Prepositional phrase as adjective complement

  • She was worried about her sick dog.
  • His girlfriend was quite annoyed by his remarks.

Noun clause as adjective complement

  • Her parents are very happy she is finally married.
  • Both sides are hopeful that a peaceful solution will be fround.

Infinitive phrase as adjective complement

  • She was only too glad to escape from the conversation.
  • The residents are getting ready to protest.

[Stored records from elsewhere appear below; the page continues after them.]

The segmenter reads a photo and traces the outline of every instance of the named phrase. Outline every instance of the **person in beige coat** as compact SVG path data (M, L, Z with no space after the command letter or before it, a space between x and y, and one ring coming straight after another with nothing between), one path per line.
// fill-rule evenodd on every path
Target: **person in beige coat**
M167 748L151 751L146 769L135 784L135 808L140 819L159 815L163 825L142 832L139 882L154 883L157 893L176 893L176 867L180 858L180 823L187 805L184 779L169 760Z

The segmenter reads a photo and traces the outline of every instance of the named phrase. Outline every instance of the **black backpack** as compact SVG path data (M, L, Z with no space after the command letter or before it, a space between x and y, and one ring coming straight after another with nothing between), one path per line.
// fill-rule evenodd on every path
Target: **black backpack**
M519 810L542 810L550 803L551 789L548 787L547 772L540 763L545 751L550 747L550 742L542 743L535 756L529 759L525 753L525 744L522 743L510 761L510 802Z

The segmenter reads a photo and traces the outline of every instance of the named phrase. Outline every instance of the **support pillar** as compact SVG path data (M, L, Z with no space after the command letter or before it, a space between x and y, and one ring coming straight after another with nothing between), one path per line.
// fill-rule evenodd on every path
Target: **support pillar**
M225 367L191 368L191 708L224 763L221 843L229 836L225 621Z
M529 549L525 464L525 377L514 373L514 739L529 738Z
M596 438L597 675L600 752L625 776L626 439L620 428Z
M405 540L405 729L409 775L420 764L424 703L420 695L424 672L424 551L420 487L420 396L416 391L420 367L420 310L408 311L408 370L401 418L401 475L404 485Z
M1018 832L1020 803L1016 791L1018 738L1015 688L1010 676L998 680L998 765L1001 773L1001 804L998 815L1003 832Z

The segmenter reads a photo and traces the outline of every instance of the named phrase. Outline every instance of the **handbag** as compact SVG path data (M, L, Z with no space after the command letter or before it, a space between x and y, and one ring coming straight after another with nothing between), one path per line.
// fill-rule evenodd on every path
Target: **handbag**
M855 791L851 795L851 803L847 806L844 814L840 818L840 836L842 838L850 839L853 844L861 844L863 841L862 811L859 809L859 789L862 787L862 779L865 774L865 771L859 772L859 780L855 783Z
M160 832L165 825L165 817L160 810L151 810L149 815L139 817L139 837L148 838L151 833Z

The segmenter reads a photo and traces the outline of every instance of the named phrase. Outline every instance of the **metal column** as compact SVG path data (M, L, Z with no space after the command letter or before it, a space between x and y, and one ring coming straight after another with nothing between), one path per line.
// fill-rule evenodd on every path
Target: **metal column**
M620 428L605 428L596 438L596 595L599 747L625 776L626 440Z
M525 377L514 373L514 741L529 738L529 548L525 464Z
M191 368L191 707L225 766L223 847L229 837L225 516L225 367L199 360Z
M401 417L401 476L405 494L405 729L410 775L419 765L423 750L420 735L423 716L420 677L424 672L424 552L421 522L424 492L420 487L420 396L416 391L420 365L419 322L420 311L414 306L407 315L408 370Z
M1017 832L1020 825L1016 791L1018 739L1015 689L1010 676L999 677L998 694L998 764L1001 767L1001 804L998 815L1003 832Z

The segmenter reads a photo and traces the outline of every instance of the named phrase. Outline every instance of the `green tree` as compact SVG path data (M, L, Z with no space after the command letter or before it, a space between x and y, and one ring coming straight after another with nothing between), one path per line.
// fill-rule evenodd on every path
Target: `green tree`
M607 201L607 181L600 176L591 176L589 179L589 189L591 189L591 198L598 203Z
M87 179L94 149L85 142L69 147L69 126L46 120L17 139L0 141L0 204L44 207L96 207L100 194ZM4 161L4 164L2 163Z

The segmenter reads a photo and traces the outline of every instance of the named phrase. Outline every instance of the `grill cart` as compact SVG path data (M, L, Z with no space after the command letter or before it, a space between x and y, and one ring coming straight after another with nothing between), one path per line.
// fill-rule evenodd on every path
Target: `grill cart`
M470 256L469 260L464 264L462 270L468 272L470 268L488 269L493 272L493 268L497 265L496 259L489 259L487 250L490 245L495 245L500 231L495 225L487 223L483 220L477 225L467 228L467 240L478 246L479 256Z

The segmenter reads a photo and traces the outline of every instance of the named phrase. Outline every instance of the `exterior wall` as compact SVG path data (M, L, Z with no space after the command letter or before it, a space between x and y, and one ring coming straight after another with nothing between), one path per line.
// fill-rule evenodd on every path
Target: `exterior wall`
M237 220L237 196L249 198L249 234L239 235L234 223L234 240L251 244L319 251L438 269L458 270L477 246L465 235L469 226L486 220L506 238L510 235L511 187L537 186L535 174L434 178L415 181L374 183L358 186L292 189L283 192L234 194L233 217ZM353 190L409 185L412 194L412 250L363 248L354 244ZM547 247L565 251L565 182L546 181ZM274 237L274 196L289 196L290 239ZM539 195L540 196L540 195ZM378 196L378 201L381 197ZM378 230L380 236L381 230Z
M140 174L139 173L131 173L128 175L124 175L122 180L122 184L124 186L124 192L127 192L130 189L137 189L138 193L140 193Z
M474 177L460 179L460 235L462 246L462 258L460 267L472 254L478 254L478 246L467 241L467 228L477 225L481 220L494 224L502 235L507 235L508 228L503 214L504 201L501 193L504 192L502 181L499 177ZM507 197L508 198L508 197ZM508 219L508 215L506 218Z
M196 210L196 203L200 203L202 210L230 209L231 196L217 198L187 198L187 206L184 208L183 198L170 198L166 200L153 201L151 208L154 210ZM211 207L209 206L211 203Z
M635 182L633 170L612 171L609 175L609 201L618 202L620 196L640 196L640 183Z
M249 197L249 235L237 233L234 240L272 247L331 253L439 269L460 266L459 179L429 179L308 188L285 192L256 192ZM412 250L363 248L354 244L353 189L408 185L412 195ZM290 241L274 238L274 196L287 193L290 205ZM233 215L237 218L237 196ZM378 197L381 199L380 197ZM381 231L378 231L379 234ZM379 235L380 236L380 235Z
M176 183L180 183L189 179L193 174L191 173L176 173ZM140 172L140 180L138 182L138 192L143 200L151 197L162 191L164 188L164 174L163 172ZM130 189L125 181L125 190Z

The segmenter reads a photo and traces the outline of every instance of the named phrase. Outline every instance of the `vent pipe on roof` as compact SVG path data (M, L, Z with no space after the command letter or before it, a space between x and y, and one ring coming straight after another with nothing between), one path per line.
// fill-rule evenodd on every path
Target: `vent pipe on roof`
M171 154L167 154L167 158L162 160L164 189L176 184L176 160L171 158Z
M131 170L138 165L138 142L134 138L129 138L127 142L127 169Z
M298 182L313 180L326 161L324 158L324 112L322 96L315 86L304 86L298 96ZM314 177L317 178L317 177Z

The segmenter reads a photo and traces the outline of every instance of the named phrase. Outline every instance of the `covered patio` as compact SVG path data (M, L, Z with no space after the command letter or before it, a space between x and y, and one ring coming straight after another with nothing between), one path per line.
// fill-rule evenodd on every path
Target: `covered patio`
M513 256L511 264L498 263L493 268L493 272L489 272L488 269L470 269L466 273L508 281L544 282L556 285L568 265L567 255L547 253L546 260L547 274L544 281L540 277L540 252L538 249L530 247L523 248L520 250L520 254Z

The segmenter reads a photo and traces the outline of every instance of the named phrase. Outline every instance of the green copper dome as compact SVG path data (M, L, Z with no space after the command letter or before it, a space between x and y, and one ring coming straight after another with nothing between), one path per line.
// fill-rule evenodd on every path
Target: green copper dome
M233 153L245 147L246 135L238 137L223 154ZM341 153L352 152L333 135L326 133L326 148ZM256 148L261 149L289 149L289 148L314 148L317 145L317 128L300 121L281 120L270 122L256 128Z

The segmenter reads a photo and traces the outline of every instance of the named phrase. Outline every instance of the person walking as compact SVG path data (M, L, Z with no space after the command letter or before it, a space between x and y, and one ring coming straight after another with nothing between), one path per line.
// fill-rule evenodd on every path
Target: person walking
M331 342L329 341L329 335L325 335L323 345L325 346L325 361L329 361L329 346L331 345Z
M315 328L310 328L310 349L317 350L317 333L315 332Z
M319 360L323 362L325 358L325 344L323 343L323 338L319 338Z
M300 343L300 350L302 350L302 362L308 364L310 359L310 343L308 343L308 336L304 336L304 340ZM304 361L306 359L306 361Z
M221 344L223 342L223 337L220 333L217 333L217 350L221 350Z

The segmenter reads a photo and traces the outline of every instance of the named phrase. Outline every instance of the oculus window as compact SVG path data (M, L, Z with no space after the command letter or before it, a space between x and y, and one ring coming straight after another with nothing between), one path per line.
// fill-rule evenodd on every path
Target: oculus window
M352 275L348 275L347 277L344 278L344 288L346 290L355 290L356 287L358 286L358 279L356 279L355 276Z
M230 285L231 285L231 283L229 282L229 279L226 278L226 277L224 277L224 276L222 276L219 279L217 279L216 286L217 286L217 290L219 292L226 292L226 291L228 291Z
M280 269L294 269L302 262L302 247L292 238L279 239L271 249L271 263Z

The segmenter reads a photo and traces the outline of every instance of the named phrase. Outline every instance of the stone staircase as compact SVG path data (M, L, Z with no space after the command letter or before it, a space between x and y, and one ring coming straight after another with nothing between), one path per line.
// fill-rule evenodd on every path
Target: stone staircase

An appositive is a noun or noun phrase that is placed next, usually after, another noun to rename or identify it. 
Complete sentence without appositive: Their history professor is quite absent-minded.
Complete sentence with appositive: Their history professor, Frances, is quite absent-minded.
(By adding the appositive Frances, it renames the professor which can be of help as there may be more than one history professor at the particular place.)
Complete sentence without appositive: Edward Ward is being sought by the police to assist in the investigation.
Complete sentence with appositive: Edward Ward, a completely bald man in early middle age, is being sought by the police to assist in the investigation.
(The appositive in the last example – in bold – identifies the noun Edward Ward by providing more information about him.)
More examples with appositives in bold


  • His pet fish, a goldfish, is a gift from his girlfriend.
  • Alice, Tom’s only sister, has graduated with a degree in taxidermy.
  • A big fat woman with double chins, Ava is trying hard to cut out the foods that are making her fat.
  • We have been going to the nightclub to listen to Anthony, a folk singer confined to a wheelchair.
Aspect of Verb 
All verbs have both tense and aspect. Each tense is subdivided into aspects. The different combinations of tenses and aspects make possible aspects such as continuous (progressive), perfect, and perfect continuous. These aspects tell us whether the actions are continuous, completed, or both continuous and completed.
Since verbs have three tenses (presentpastfuture) and four aspects, their combinations make possible twelve different forms as follow:
Simple aspect: simple present, Simple past,
Simple future Continuous aspect: present continuous, past continuous, future continuous
Perfect aspect: present perfect, past perfect, future perfect

Perfect continuous aspect: present perfect continuous, past perfect continuous, future perfect continuous  

Auxiliary verb
An auxiliary verb is a verb that is used with a main verb to form a verb phrase. The auxiliary verb be is used in continuous forms and to form passive verb phrases. The auxiliary verb have is used in perfect tenses. The auxiliary verb do is used mostly in questions and negative clauses. Do is also used to show emphasis.  
Be is an auxiliary verb as well as a main verb. The present tense forms of be are am, is, and are, and the past tense forms are was and were.  As an auxiliary verb, be is used in continuous tenses and passive statements. As a main verb, be may be followed by a complement which is either an adjective or a noun phrase.